While you probably love to spoil your pooch rotten with all of the gourmet goodies you can find in our companion volume, you know that the most important thing for any doggie diet is health. Your pup needs quality ingredients, the right nutritional proportions, and something that will keep him full and satisfied without packing on the pounds. This can be a tough balance to strike, especially when you factor in the work required of you to make the food. As you know, it’s super-easy to go pick up those bags and cans of chow every week, but you never know exactly which preservatives go into them and whether or not they’re really satisfying your dogs nutritional needs. The only way to be absolutely positive of those things is to make the food yourself.
B.A.R.F. Diet: Sounds yummy but what is it?
It actually sounds kind of gross, but BARF is an acronym for Biologically Appropriate Raw Food or Bones and Raw Food. Many health conscious veterinarians are huge advocates for this diet which can completely replace commercially prepared dog food. One of the first proponents of the BARF diet was Dr. Ian Billinghurst who still recommends it today.
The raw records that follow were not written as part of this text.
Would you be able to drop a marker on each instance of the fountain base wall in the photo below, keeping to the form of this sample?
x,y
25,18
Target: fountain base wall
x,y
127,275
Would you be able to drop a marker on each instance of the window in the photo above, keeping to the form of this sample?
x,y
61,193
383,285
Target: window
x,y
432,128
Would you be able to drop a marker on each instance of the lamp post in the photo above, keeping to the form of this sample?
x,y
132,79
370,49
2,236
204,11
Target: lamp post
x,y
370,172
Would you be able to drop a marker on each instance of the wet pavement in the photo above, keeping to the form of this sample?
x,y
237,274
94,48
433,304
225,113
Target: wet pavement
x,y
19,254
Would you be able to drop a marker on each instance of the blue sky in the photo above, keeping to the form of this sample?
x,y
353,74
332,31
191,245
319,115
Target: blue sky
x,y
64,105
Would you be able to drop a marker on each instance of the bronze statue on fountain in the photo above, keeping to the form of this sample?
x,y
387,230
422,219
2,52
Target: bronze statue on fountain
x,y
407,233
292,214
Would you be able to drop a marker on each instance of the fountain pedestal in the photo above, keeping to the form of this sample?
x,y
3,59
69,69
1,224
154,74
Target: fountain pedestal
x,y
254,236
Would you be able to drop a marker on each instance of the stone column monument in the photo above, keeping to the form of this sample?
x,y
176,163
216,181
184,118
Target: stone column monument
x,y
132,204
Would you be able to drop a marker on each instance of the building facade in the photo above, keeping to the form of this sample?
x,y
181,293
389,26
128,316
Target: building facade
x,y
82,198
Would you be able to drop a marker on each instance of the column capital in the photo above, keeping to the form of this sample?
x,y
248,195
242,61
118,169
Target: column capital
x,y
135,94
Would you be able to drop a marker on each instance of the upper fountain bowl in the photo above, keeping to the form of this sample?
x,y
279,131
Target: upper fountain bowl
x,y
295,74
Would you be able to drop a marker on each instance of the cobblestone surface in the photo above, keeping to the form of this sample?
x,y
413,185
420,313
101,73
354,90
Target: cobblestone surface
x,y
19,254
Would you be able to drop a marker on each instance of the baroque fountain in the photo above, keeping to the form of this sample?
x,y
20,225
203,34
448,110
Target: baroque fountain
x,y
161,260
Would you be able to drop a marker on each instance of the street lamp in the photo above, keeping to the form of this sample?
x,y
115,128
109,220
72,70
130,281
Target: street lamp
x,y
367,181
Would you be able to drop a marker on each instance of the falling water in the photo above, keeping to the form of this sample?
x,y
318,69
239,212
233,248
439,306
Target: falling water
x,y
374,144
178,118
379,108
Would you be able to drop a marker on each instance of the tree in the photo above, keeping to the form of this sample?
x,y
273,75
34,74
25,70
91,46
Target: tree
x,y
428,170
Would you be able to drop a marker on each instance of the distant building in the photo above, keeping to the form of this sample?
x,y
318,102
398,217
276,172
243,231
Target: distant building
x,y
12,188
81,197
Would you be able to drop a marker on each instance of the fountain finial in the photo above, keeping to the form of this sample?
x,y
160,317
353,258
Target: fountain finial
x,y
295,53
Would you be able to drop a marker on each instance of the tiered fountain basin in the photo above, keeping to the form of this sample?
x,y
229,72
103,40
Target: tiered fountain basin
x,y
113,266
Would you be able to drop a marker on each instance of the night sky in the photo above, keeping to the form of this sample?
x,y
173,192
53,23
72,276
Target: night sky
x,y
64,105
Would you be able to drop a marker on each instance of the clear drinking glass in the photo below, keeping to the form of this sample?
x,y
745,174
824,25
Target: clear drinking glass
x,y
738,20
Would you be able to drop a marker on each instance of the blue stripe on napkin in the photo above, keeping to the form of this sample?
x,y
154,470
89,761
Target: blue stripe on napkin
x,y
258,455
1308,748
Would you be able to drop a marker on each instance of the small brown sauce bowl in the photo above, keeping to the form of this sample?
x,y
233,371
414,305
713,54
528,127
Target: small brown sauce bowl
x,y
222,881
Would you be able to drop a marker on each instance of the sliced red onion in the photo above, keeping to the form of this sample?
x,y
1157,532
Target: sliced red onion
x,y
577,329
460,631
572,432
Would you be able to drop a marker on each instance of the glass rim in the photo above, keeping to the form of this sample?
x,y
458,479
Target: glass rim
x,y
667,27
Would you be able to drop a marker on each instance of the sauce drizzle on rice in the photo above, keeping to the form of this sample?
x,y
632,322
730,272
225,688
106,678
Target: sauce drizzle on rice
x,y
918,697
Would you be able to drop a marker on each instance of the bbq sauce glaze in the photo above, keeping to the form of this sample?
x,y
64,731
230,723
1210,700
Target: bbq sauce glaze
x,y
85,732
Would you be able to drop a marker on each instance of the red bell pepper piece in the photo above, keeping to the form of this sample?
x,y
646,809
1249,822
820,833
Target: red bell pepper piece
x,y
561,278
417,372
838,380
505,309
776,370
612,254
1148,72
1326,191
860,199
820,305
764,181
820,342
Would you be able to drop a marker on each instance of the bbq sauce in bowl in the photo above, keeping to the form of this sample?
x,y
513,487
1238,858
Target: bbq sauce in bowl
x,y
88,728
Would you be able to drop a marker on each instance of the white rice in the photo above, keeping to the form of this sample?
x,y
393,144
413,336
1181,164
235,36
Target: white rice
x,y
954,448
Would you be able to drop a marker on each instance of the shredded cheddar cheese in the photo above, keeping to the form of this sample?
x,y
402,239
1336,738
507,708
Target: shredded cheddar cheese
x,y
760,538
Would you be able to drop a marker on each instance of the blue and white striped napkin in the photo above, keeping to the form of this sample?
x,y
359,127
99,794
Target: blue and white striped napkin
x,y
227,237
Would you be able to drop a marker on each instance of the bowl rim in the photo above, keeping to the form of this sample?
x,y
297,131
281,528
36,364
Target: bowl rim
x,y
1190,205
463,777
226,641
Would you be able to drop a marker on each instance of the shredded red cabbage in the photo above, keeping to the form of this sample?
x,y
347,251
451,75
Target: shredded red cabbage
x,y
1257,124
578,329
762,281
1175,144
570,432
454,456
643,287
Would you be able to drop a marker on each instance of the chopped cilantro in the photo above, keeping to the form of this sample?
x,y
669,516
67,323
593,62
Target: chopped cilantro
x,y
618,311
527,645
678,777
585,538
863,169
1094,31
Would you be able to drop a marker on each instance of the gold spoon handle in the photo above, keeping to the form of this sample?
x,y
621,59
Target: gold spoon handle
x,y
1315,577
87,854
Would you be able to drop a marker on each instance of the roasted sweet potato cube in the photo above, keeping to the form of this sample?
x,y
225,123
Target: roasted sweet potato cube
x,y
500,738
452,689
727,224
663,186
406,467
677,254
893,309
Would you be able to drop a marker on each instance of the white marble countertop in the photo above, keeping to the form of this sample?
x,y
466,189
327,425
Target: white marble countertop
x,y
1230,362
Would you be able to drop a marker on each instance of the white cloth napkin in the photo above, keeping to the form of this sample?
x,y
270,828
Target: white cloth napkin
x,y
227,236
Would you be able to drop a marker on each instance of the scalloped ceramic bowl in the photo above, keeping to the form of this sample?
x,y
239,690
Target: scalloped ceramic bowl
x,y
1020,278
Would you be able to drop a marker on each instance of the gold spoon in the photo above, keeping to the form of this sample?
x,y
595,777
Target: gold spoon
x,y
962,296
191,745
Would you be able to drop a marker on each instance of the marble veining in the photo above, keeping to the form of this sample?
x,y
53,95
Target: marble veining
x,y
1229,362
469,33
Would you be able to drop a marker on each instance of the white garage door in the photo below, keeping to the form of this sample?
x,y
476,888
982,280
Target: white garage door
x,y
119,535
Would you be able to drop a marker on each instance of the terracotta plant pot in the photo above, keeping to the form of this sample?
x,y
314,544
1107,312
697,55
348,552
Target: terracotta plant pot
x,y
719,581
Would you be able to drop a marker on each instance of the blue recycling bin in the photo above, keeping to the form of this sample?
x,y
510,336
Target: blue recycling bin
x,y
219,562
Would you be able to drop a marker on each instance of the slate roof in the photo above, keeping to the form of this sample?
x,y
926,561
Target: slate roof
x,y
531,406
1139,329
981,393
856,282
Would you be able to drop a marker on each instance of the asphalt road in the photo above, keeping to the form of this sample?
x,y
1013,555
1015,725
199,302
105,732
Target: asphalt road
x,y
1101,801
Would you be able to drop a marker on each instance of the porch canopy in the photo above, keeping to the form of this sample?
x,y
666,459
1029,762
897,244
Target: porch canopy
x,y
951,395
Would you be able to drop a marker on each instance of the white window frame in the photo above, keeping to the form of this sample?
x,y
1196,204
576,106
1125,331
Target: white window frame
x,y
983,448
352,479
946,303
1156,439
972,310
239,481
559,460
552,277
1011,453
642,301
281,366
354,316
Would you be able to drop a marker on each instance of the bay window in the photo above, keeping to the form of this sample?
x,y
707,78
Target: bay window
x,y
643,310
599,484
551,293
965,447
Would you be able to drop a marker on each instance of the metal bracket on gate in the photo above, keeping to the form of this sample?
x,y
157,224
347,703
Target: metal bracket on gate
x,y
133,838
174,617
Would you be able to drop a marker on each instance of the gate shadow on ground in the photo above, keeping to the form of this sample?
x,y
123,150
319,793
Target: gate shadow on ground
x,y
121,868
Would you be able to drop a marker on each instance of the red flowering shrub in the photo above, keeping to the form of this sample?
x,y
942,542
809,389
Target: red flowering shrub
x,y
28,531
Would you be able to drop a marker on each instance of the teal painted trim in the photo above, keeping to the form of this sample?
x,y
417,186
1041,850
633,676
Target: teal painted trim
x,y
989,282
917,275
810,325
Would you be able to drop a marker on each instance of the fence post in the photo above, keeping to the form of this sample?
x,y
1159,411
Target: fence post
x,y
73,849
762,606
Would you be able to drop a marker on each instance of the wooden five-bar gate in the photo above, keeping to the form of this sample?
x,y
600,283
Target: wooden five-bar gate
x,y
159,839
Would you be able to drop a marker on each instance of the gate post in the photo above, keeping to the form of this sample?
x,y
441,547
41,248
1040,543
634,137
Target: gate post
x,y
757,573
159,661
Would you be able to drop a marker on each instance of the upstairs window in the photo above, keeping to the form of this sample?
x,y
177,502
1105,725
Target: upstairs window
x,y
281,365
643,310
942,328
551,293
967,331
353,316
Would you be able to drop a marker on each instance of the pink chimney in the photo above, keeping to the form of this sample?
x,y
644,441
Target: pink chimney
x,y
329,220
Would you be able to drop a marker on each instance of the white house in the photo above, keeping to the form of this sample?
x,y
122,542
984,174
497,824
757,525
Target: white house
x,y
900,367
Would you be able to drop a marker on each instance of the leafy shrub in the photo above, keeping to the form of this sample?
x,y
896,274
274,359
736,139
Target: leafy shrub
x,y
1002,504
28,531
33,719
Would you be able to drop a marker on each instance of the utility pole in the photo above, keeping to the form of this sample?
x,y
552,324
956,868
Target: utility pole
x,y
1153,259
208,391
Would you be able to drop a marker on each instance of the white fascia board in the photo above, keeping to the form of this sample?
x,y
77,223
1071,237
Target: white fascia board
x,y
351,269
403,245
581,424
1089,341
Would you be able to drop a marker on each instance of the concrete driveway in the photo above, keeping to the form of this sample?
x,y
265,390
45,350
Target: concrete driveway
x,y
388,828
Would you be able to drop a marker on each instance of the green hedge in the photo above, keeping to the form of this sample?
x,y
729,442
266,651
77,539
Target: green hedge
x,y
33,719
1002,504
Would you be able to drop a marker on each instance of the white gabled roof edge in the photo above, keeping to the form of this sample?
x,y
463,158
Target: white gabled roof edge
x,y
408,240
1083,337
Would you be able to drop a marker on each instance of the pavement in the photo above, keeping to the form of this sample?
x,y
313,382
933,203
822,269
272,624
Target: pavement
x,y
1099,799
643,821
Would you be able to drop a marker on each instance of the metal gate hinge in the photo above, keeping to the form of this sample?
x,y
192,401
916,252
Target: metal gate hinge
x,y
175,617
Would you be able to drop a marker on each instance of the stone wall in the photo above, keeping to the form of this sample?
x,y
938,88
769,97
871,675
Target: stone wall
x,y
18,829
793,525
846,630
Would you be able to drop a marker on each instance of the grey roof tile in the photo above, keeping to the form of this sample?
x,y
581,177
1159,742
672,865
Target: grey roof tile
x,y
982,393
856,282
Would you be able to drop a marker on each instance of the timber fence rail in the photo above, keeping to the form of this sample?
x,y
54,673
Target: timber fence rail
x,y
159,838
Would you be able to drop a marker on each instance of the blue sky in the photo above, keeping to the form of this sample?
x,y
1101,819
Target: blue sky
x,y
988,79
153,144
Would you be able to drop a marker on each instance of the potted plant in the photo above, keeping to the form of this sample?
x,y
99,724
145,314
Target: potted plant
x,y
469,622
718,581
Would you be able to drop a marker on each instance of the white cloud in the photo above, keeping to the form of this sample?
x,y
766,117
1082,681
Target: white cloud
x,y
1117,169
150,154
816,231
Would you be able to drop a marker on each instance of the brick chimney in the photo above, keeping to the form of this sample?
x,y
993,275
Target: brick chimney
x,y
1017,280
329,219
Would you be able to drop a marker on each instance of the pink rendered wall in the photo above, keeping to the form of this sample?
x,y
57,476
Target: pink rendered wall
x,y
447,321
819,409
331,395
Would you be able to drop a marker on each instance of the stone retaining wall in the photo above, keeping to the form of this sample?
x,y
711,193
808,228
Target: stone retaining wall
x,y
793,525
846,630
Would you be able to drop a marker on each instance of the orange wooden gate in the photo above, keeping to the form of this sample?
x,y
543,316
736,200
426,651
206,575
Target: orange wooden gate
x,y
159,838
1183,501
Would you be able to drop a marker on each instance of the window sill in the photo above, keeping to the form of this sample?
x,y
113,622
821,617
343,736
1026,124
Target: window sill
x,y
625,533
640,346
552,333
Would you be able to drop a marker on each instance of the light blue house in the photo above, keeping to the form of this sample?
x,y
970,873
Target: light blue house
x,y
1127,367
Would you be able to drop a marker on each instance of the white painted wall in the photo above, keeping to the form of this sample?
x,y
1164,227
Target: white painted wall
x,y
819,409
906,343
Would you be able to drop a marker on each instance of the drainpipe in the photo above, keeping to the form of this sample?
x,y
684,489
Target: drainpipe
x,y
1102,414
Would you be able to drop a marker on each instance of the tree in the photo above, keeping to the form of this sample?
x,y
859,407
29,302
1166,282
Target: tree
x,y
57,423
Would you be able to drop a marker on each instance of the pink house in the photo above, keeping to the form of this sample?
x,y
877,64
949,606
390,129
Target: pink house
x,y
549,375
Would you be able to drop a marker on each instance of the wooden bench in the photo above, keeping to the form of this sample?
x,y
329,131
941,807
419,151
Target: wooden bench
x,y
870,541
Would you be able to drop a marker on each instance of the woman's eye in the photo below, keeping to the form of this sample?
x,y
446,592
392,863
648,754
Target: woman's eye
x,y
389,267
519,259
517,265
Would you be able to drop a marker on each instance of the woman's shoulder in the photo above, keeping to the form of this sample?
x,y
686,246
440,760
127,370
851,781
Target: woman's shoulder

He believes that it is the ultimate way to get our pets in to optimum health. Many people believe that the BARF diet simulates what your dog would eat in his natural environment.
Many people feel that there are a lot of health advantages to feeding a raw food diet. Many owners who have dogs with problems such as allergies, skin problems, weight problems, and anal gland problems have found that the bones and raw food diet has helped to significantly remedy these issues.
Some of the advantages to feeding a biologically appropriate raw food diet include no consumption of preservatives found in most commercially prepared kibble diets, it usually tastes better to your dog than regular dog food, and in general, muscle mass and body condition improve on a raw food diet. One also often finds that dogs produce fewer stools, eat more slowly, and have fewer health problems. Many advocates of the raw food diet also claim that it is less expensive than commercially manufactured dog food. One of the biggest disadvantages to this diet is that it takes longer to prepare.
If you decide that you would like to try the BARF diet with your dog, you must first do the research. There are many websites and books available to guide you through the process. Talk to your veterinarian, though many veterinarians are unfamiliar with the BARF diet. Find people in your area that feed the raw food diet to their animals. Make sure it is right for you and your dog before you try it.
The next step is to transition your dog from his commercial dog food to his new bones and raw food diet. You may want to do this gradually as oftentimes dogs develop digestive problems when switching to new diets. Some advocates of the BARF diet recommend switching your dog to the new diet cold turkey, however.
When feeding a raw food diet, you will generally want to feed your dog twice per day. The first meal of the day will usually consist of raw meat and bones like turkey or chicken legs, thighs, wings, or necks, pork riblets, lamb chops, and the like. The second meal will consist of a mush made with raw meat, fresh vegetables, and Offal (the organs parts of the meat you are feeding). Usually you will want to supplement this with cottage cheese, eggs with the shells, yogurt, fruit, fish, and recreational bones (which are the harder to chew kinds of bones). This can vary, so do your homework. You will want to avoid grains. Advocates of the biologically appropriate raw food diet agree that dogs do not have the proper digestive systems to deal with whole grains and that most food allergies are grain related.
Most advocates of the raw food diet do not recommend supplements. If you aren't sure what to do, speak with your veterinarian.
Many people are hesitant to feed their dog a raw diet because they are concerned about their dogs choking on bones. While these incidents occur, proponents of raw food diets say they are rare, and that generally, dogs choke on cooked bones, not raw ones.
There are commercially prepared raw food diets on the market. While this is always an option for you if you choose to feed raw food, many advocates of the BARF diet recommend against it. They argue that these foods have different regulations that human grade foods, oftentimes contain unnecessary supplements, are ground foods (and the whole basis of the BARF diet is raw, meaty bones), and are much more expensive than visiting your local butcher.
If you decide that the bones and raw food diet is something that you would like to try, first talk to your veterinarian about your decision. Then, do as much research into the diet as possible. Talk to others who feed the diet. You may find that by feeding the BARF diet you are improving the health of your dog.